Back in January, two California residents filed a lawsuit against the chain, not only claiming that they “were tricked into buying food items that wholly lacked the ingredients they reasonably thought they were purchasing,” but that Subway's tuna was not such, alleging the restaurant “falsely advertised" their fish product as tuna "in order to charge a “premium price.” Although they didn't claim what, exactly they believe Subway's fish to be, they didn't mince words, stating the fish in question is “anything but tuna,”
Although shortly after, a spokeswoman from the restaurant denied the claims included in the suit, calling it a “reckless and improper attack on Subway’s brand and goodwill,” a New York Times report from earlier this month has further amplified the concerning allegations listed in the court filing. Recently, the outlet sent three samples of Subway's tuna from different locations around the Los Angeles area to undergo DNA testing, the results hinting that the fish in question may not actually be what it claims.
“No amplifiable tuna DNA was present in the sample and so we obtained no amplification products from the DNA,” read the lab's results email. “Therefore, we cannot identify the species.” According to a spokesperson for the lab, the lack of distinguishable DNA in Subway's tuna offerings can indicate two equally terrifying notions. “There’s two conclusions,” they told the publication “One, it’s so heavily processed that whatever we could pull out, we couldn’t make an identification." The other? “There’s just nothing there that’s tuna,” they continued.

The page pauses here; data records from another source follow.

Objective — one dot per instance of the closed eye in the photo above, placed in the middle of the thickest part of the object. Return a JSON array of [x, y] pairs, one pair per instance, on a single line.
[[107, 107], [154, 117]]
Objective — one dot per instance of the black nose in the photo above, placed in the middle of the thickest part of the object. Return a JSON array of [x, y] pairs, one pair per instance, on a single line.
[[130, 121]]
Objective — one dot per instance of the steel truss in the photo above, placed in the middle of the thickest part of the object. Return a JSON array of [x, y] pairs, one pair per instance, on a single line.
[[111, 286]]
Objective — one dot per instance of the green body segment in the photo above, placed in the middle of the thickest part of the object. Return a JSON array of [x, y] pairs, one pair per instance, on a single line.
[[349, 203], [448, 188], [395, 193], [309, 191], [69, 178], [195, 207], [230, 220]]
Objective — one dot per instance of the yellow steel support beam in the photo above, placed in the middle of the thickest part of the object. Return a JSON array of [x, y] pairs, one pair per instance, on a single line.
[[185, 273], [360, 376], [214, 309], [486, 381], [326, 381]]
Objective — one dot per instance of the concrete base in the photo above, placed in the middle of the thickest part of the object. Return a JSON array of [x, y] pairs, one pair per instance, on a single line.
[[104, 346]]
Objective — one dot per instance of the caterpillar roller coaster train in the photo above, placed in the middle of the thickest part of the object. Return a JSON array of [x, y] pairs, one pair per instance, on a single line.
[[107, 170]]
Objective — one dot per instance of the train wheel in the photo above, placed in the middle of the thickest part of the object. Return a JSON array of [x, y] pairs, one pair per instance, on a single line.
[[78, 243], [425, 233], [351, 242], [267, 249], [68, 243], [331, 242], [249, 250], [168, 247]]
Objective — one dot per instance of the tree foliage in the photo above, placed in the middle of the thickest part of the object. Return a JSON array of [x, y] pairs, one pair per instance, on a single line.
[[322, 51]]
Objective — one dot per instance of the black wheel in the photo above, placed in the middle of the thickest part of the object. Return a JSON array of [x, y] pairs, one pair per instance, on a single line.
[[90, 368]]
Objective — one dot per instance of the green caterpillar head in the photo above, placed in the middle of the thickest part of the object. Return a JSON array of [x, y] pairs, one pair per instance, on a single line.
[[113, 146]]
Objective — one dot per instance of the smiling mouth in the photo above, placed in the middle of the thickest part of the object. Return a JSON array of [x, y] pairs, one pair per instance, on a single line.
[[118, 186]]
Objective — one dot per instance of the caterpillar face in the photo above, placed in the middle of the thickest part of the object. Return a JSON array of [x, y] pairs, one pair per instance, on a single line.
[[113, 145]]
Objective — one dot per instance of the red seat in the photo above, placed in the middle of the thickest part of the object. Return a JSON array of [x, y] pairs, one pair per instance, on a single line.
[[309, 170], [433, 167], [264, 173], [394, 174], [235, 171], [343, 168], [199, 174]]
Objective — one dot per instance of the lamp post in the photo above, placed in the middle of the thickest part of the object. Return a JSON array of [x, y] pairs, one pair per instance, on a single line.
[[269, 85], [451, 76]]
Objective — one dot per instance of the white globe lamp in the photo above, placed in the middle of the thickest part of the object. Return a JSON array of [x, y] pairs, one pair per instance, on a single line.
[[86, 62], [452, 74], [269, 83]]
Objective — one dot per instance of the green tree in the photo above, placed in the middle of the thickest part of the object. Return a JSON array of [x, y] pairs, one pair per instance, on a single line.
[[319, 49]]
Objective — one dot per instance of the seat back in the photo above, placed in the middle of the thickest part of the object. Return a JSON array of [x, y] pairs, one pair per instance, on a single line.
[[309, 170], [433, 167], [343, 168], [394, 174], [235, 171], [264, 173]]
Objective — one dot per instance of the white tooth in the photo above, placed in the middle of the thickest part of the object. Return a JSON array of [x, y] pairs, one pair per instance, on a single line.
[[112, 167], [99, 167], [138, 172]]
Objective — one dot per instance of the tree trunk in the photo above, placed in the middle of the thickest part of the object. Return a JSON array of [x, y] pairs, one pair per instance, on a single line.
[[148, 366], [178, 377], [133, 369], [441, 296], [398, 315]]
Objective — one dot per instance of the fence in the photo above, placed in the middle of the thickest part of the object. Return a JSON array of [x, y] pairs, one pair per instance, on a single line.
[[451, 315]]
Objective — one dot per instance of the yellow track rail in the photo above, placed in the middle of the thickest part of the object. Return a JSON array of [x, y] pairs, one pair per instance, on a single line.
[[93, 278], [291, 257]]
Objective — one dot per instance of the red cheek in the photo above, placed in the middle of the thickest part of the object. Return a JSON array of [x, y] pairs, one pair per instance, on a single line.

Although definitively alarming, there are a few things to keep in mind in fully understanding the meaning behind these results. Firstly, as the publication noted, cooking tuna denatures its DNA. This means that several of the fish's distinguishable properties may have been destroyed, making identifying the fish notably more difficult “if not impossible."
Secondly, the sanctity of Subway's fish hasn't always been in murky waters. Last February, Inside Editon completed an almost identical experiment, sending samples of Subway tuna acquired from three separate locations in Queens, New York, for DNA testing. Unlike the New York Times's tuna, the fish Inside Edition sent for testing was conclusively determined to be tuna.
So folks, although it's unclear what the heck is actually going on with Subway's tuna, there's one thing that's certain: Whatever the deal is it's definitely fishy.